Megan: In addition to the poor three-point shooting, UConn has struggled with turnovers in the half-court. Currently, the Huskies’ assist to turnover ratio is the lowest it has been since at least the 2009-2010 season. While the issue has been exasperated by the absence of Bueckers, who led the team in assists and does an excellent job of taking care of the ball, and Mühl, turnovers were a problem prior to her injury.

Even with Bueckers on the floor, we haven’t seen a lot of the pretty ball movement we’re accustomed to from UConn teams, and errant passes — often unforced by the Huskies’ opponents, as was the case Sunday — have been a reoccurring problem as well.

The defense has been good (for the most part)

Megan: Excluding the season opener against Arkansas, UConn is allowing approximately 59 points per game. The only concerning defensive performance to point to is Charisma Osborne’s 26 points for UCLA but even then, Osborne hit some tough shots from deep and is one of the best guards in the country. The Huskies are solid on the defensive end.

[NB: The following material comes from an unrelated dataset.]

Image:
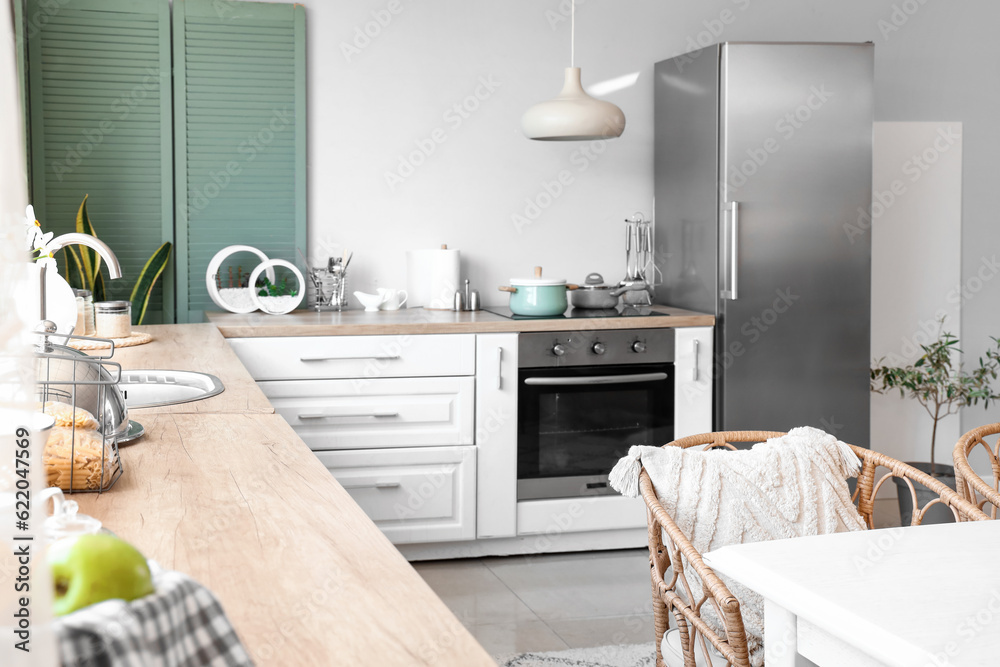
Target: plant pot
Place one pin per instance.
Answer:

One area that could use some improvement is UConn’s performance on the defensive glass. While the Huskies have improved from an abysmal day on the boards against South Carolina, they’re still allowing their opponents to collect about 30 percent of their own misses. Cleaning that up would limit second-chance opportunities and help offset some of this team’s offensive woes.

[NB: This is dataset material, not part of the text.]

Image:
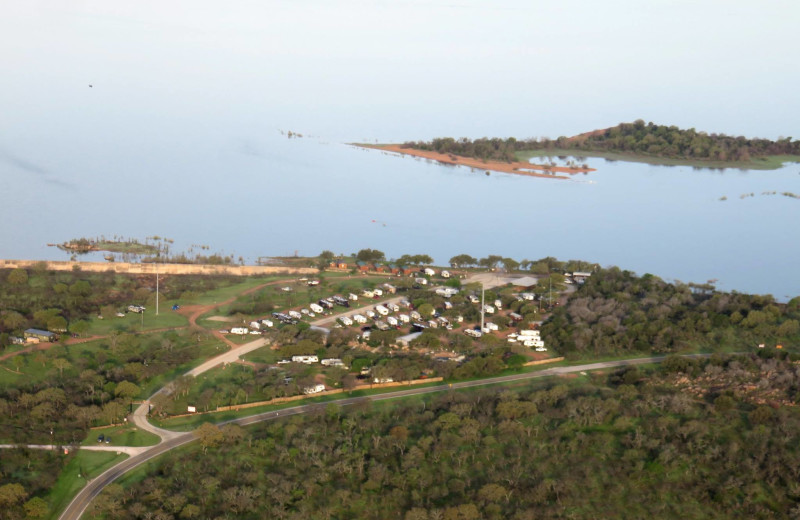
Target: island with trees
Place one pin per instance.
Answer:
(637, 141)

Offensive rebounding is improving

Megan: Despite struggling some on the defensive glass, UConn has made big strides on the other end of the court. After a quiet start to the season on the offensive boards, the Huskies grabbed over 40 percent of their own misses against Louisville on Sunday — a team that ranked in the top 5 for defensive rebounding rate prior to the game.

With the exception of the Georgia Tech loss — where not much went right, to begin with — UConn’s performance on the offensive glass has improved steadily since falling to South Carolina.

Dorka Juhász can be a difference-maker

Connolly: Juhász looked like an All-American in UConn’s exhibition win over Fort Hays State with 15 points and eight rebounds, but disappeared once the regular season began. Over her first seven games, she totaled just 20 points and 28 rebounds. The last two times out, Juhász has combined for 31 points and 24 rebounds.

With the Huskies struggling to consistently hit outside shots, they need their frontcourt to grab more offensive rebounds and take on a larger scoring load. So far, Juhász has done so and should be even more impactful once the team starts to get healthy. She looks every bit the two-time All-Big Ten player that she was at Ohio State.

Ian Bethune/The UConn Blog

End game management needs work

Megan: Aside from the win over USF, UConn has not closed out close games well this season. While it has been a more frequent problem in Bueckers’ absence, it started with the total fourth-quarter collapse against South Carolina in which the Huskies scored just three points in the final ten minutes.

UConn also fell apart in the final stretch at Georgia Tech when it went cold and scored just five points in the fourth quarter and also did so — to a lesser extent — in the Louisville game. Even against UCLA, the Huskies had a double-digit lead but almost lost in down the stretch by struggling at the free-throw line.

Improving their end game execution will be critical for March, but getting the experience with these situations now — even if they haven’t been successful — should help this team be better prepared for the late-round tournament games.

Connolly: UConn’s three defeats have all involved fourth-quarter swoons. While there are plenty of reasons the Huskies lost those games, they were close for the first 30 minutes before falling apart in the end. That’s the No. 1 problem for UConn to fix once it gets back from the Christmas break.